Design Is One Lacks the Elegance of Form It Attempts to Explain
The contradiction of design is that it aspires to be both beautiful and self-effacing, shaping at all times our perception of public space and corporate image while remaining tactfully beyond our grasp, unauthored and void of meaning.
Take the well-known New York subway map of 1972: It streamlined the inscrutable sprawl of the city's transit system into an elegant arrangement of color-coded lines, producing a diagram at once intuitive and geographically abstract. Naturally, the question of authorship arises: Who is responsible for New York's radical, graphical reimagining?

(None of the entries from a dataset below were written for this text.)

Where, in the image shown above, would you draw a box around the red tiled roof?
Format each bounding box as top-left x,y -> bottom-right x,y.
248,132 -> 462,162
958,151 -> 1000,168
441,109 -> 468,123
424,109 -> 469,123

Design Is One, a new documentary by Kathy Brew and Roberto Guerra, tells us that the accountable pair are Lella and Massimo Vignelli, and, as it happens, their contributions to the popular imagination extend significantly further: They created the corporate identities of American Airlines and the Ford Motor Company, crafted all manner of mass-produced teacups and chairs, and, in their most influential coup, brought the Helvetica typeface into ubiquity by slathering it across New York's transit signage, among other places (the Vignellis do not shy from repetition).
If this aspect of their legacy sounds familiar, it is because it has been chronicled exhaustively in Gary Hustwit's Helvetica, the popular documentary about the history of that font. Design Is One opts to shift the conversation from the work to the people behind it—a change that barely justifies the necessary redundancy—but the film lacks the elegance of form required to honor its subject.
Good design rests at the intersection of function and beauty. Design Is One, alas, has far too little of the latter.